What does it mean for US companies that are members of Safe Harbor.
It should be emphasised that a US member of safe harbor is not acting unlawfully simply because the scheme is declared invalid under European rules. The restriction on sending data to the US applies to the European “exporters” of data, not to the US recipient. However, US companies that have joined safe harbor with a view of reassuring these European exporters and providing a solution for their compliance needs will have to revisit the situation. There are two broad categories of “Safe Harbor” recipients. First, US service providers who are in Safe Harbor because they deal with a European customer base. Some of these have already faced demands to leave data in European data centres, and unless there is a swift political solution these demands are likely to increase. This is not a quick solution of course and in the short term, they may well be faced by demands from their EU customers to put in place other compliance methods (such as “standard clauses” just mentioned). Secondly, US companies who are in Safe Harbor because they are members of a multinational group where data is shared throughout that group (perhaps because of the provision of a centralized infrastructure from US data centres or centrally managed HR functions). Here, again, a quick solution is likely to be to put in place “standard clauses”. What does it mean for US companies that use other methods for legitimizing transfers to the US? The CJEU criticism of the Commission’s Safe Harbor decision is narrower than that in the AG opinion. The fear that had been expressed that other methods are immediately at risk seems to have receded. However, the finding that local regulators are not hindered by other Commission adequacy decisions is also an important part of the decision and cross-border data flows are now open to scrutiny on a case-by-case basis. It is hoped though that most regulators will, until any other method is declared invalid, honor Commission findings (for example, in relation to contracts).
The wider context
Safe Harbor was in the process of being renegotiated between the US and the EU and this judgment will inevitably feed into that process. In June 2015 the EU and the US reaffirmed their commitment to reach an agreement, however there is no firm timetable for concluding their negotiations. Statements by Věra Jourová, the EU Justice, Consumers and Gender Equality Commissioner, indicate the issue of national security exemptions is a sticking point for both sides. A spanner in the works though is the criticism of the judgment that the Commission was simply not empowered to agree Safe Harbor (which would presumably include any renegotiated Safe Harbor).

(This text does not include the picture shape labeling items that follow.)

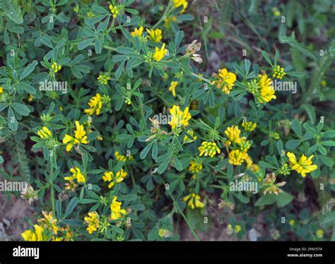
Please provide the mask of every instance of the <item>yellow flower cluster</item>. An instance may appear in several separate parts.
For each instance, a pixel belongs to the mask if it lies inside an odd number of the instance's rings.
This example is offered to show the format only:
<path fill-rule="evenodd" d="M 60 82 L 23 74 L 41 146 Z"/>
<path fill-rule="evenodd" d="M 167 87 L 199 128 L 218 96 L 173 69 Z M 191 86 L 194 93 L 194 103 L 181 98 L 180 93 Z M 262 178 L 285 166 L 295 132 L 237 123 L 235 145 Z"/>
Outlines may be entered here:
<path fill-rule="evenodd" d="M 131 36 L 135 37 L 141 37 L 143 33 L 143 27 L 140 27 L 139 29 L 137 28 L 135 28 L 134 31 L 131 31 L 130 34 L 131 34 Z"/>
<path fill-rule="evenodd" d="M 259 86 L 261 87 L 261 94 L 259 100 L 261 104 L 269 102 L 272 99 L 276 99 L 274 95 L 274 88 L 272 86 L 272 80 L 268 78 L 266 74 L 261 76 L 259 80 Z"/>
<path fill-rule="evenodd" d="M 51 131 L 46 126 L 43 126 L 42 129 L 37 131 L 37 135 L 40 138 L 43 139 L 47 139 L 52 136 Z"/>
<path fill-rule="evenodd" d="M 101 95 L 97 93 L 95 96 L 90 98 L 88 102 L 90 108 L 84 110 L 84 112 L 92 116 L 95 112 L 97 116 L 100 113 L 101 108 L 102 107 L 102 101 L 101 101 Z"/>
<path fill-rule="evenodd" d="M 187 1 L 186 0 L 173 0 L 173 6 L 175 8 L 177 8 L 180 6 L 182 6 L 182 10 L 180 11 L 180 13 L 185 11 L 186 8 L 187 7 Z"/>
<path fill-rule="evenodd" d="M 202 156 L 204 154 L 206 157 L 209 156 L 213 157 L 216 153 L 221 153 L 221 150 L 218 148 L 215 142 L 204 141 L 201 145 L 198 148 L 200 151 L 199 156 Z"/>
<path fill-rule="evenodd" d="M 63 138 L 63 143 L 67 144 L 66 151 L 68 152 L 72 150 L 74 145 L 88 143 L 86 132 L 83 130 L 83 126 L 79 124 L 78 121 L 75 124 L 76 129 L 74 131 L 74 138 L 66 134 Z"/>
<path fill-rule="evenodd" d="M 175 104 L 170 109 L 170 114 L 171 114 L 171 120 L 169 125 L 172 129 L 188 126 L 189 120 L 192 117 L 191 114 L 189 113 L 189 107 L 181 111 L 180 107 Z"/>
<path fill-rule="evenodd" d="M 114 155 L 115 155 L 115 158 L 118 162 L 127 162 L 127 160 L 134 160 L 134 156 L 131 155 L 128 157 L 126 157 L 124 155 L 119 154 L 118 151 L 116 151 Z"/>
<path fill-rule="evenodd" d="M 160 61 L 164 58 L 164 56 L 168 53 L 168 49 L 165 49 L 165 43 L 163 43 L 160 49 L 158 47 L 155 49 L 155 53 L 153 54 L 153 59 L 156 61 Z"/>
<path fill-rule="evenodd" d="M 108 80 L 110 80 L 110 77 L 105 73 L 100 73 L 99 74 L 99 76 L 97 78 L 97 79 L 98 80 L 99 83 L 105 85 L 108 83 Z"/>
<path fill-rule="evenodd" d="M 113 15 L 113 18 L 116 18 L 120 14 L 119 7 L 118 6 L 113 6 L 112 4 L 110 4 L 110 13 Z"/>
<path fill-rule="evenodd" d="M 110 218 L 112 218 L 112 220 L 121 218 L 122 217 L 122 215 L 126 215 L 126 210 L 124 209 L 121 209 L 122 203 L 118 202 L 117 200 L 117 196 L 114 196 L 112 204 L 110 205 Z"/>
<path fill-rule="evenodd" d="M 194 160 L 189 163 L 189 170 L 191 172 L 197 174 L 202 169 L 202 163 Z"/>
<path fill-rule="evenodd" d="M 272 80 L 266 74 L 259 74 L 258 78 L 249 82 L 247 90 L 254 95 L 261 104 L 269 102 L 272 99 L 276 98 Z"/>
<path fill-rule="evenodd" d="M 57 73 L 61 70 L 61 66 L 60 65 L 58 65 L 57 63 L 55 61 L 52 64 L 51 68 L 54 71 L 55 73 Z"/>
<path fill-rule="evenodd" d="M 171 82 L 171 84 L 170 85 L 169 87 L 169 91 L 170 91 L 173 95 L 174 97 L 176 97 L 176 87 L 178 85 L 178 82 L 176 80 L 174 80 Z"/>
<path fill-rule="evenodd" d="M 317 169 L 317 165 L 312 164 L 312 159 L 314 155 L 310 155 L 310 157 L 307 158 L 302 154 L 299 160 L 297 160 L 294 153 L 288 152 L 287 156 L 290 160 L 291 169 L 300 173 L 302 177 L 305 177 L 307 173 L 310 173 Z"/>
<path fill-rule="evenodd" d="M 252 121 L 242 123 L 242 127 L 245 128 L 246 131 L 252 131 L 256 128 L 256 126 L 257 126 L 257 124 Z"/>
<path fill-rule="evenodd" d="M 236 75 L 228 72 L 226 68 L 223 68 L 218 70 L 218 74 L 214 73 L 213 76 L 216 78 L 216 80 L 211 84 L 216 85 L 218 89 L 222 89 L 226 95 L 229 95 L 236 80 Z"/>
<path fill-rule="evenodd" d="M 57 234 L 60 227 L 57 227 L 57 220 L 54 218 L 52 212 L 48 213 L 45 211 L 42 211 L 42 214 L 43 217 L 37 220 L 40 222 L 40 225 L 44 229 L 52 231 L 55 235 Z"/>
<path fill-rule="evenodd" d="M 21 234 L 22 237 L 26 241 L 47 241 L 44 235 L 43 227 L 38 224 L 34 224 L 35 231 L 25 230 Z"/>
<path fill-rule="evenodd" d="M 76 167 L 70 169 L 70 172 L 72 173 L 72 176 L 68 176 L 64 178 L 66 181 L 74 181 L 76 179 L 78 182 L 85 182 L 86 179 L 85 176 L 81 172 L 81 169 Z"/>
<path fill-rule="evenodd" d="M 184 139 L 182 140 L 182 143 L 184 144 L 191 143 L 193 141 L 194 141 L 195 140 L 196 140 L 196 138 L 198 138 L 198 137 L 196 136 L 194 136 L 194 132 L 192 129 L 190 129 L 187 131 L 187 134 L 189 134 L 189 136 L 191 136 L 192 138 L 189 138 L 187 136 L 185 135 L 184 136 Z"/>
<path fill-rule="evenodd" d="M 277 79 L 282 79 L 286 73 L 284 72 L 284 68 L 281 67 L 279 65 L 277 65 L 276 67 L 273 68 L 274 73 L 272 77 L 276 78 Z"/>
<path fill-rule="evenodd" d="M 124 172 L 123 169 L 121 169 L 116 174 L 114 174 L 113 172 L 105 172 L 104 176 L 102 176 L 102 179 L 104 181 L 107 181 L 110 183 L 108 188 L 112 188 L 115 185 L 115 184 L 119 184 L 124 180 L 124 179 L 128 175 L 127 172 Z"/>
<path fill-rule="evenodd" d="M 148 32 L 148 39 L 152 42 L 159 42 L 160 40 L 162 40 L 162 30 L 159 28 L 156 28 L 155 30 L 148 30 L 147 28 L 146 32 Z"/>
<path fill-rule="evenodd" d="M 85 222 L 88 225 L 86 230 L 88 234 L 98 230 L 100 226 L 100 217 L 97 212 L 89 212 L 88 216 L 84 217 Z"/>
<path fill-rule="evenodd" d="M 187 202 L 187 205 L 191 208 L 202 208 L 204 206 L 204 203 L 201 202 L 201 198 L 199 195 L 194 193 L 186 196 L 182 199 L 184 202 Z"/>
<path fill-rule="evenodd" d="M 233 149 L 228 154 L 229 163 L 240 166 L 245 161 L 249 167 L 252 164 L 252 161 L 249 157 L 247 152 L 251 145 L 245 137 L 240 137 L 240 133 L 241 131 L 237 126 L 228 127 L 225 131 L 225 135 L 228 138 L 226 145 L 230 145 L 231 143 L 235 144 L 235 146 L 231 147 Z"/>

This may only be capable of being fixed by means of new legislation.
As is well known, the EU is currently in the process of renewing its wider data protection legislation with the adoption of a Data Protection Regulation. A text for this was expected to be finalized by the end of 2015 or early in 2016 (although there have been earlier slippages). It will be no surprise if the decision in the Schrems case delays this progress as legislators in Europe are likely to try and deal with the issue in a manner that will survive future CJEU scrutiny.